Hace unos meses la cuestión de la salud mental aparecía en el Congreso. Las posturas parecían enfrentadas en apariencia pero eran similares en el fondo. No debemos elegir bando entre quienes ignoran o abiertamente desprecian los problemas que sufrimos la juventud trabajadora y quienes afirman que estos les importan mucho pero ni se plantean acabar con el sistema que los reproduce. Por muchas palabras que escuchemos de los partidos parlamentarios, sigue imperando una vieja máxima: el capital necesita reproducirse sin pausa y para ello, en una profunda crisis como la actual, la burguesía necesita aumentar el grado de explotación sobre la clase obrera. La salud no escapa a esa lógica. Mientras no se resuelva la contradicción principal y se coloque la vida humana en el centro, poniendo a su servicio todos los recursos que generemos, los problemas la salud mental persistirán de forma amplia.

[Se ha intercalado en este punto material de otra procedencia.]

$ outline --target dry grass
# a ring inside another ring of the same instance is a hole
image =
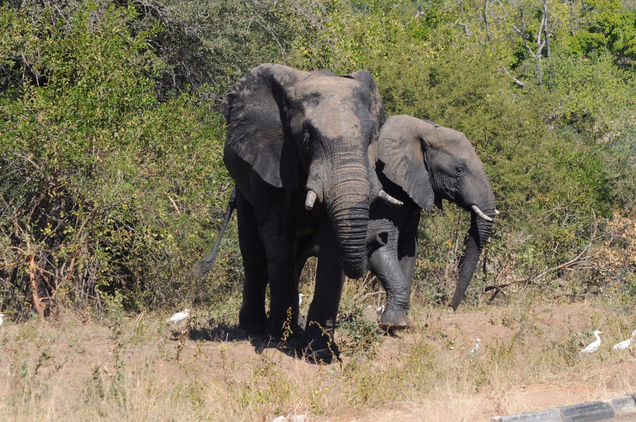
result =
[[[233,328],[238,298],[229,300],[216,308],[223,312],[196,311],[183,347],[159,313],[5,324],[3,420],[476,421],[636,389],[633,351],[611,350],[636,316],[607,299],[550,304],[525,293],[454,314],[417,308],[413,331],[385,337],[371,357],[322,367],[294,359],[286,345],[242,337]],[[600,349],[581,356],[597,329]]]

La solución, entonces, no puede ser parcial. No nos sirve sólo con reforzar la atención psicológica sin tocar los cimientos de un sistema que no mira por el bienestar de la población. Tampoco nos sirve sólo reclamar mejoras inmediatas o económicas: pan, comida y techo; ignorando las implicaciones profundas que tiene en la salud mental cómo establecemos y entendemos las relaciones humanas dentro del capitalismo.
Se trata de que toda la organización de la sociedad responda a nuestras necesidades, nuestras expectativas y nuestros anhelos. Se trata de acabar radicalmente con una vida mediatizada por la mercancía. Y para ello es imprescindible romper con el discurso derrotista de lo posible y acometer las tareas que a veces parecen imposibles, pero que son las necesarias. Para ello es imprescindible tener una perspectiva militante, una perspectiva transformadora que busque construir una alternativa que, a la vez que combata y aspire a superar este sistema, genere en su seno nuevas formas de relacionarse que se aproximen a las que gobernarán en la vida comunista futura: la solidaridad, la colectividad y el apoyo mutuo.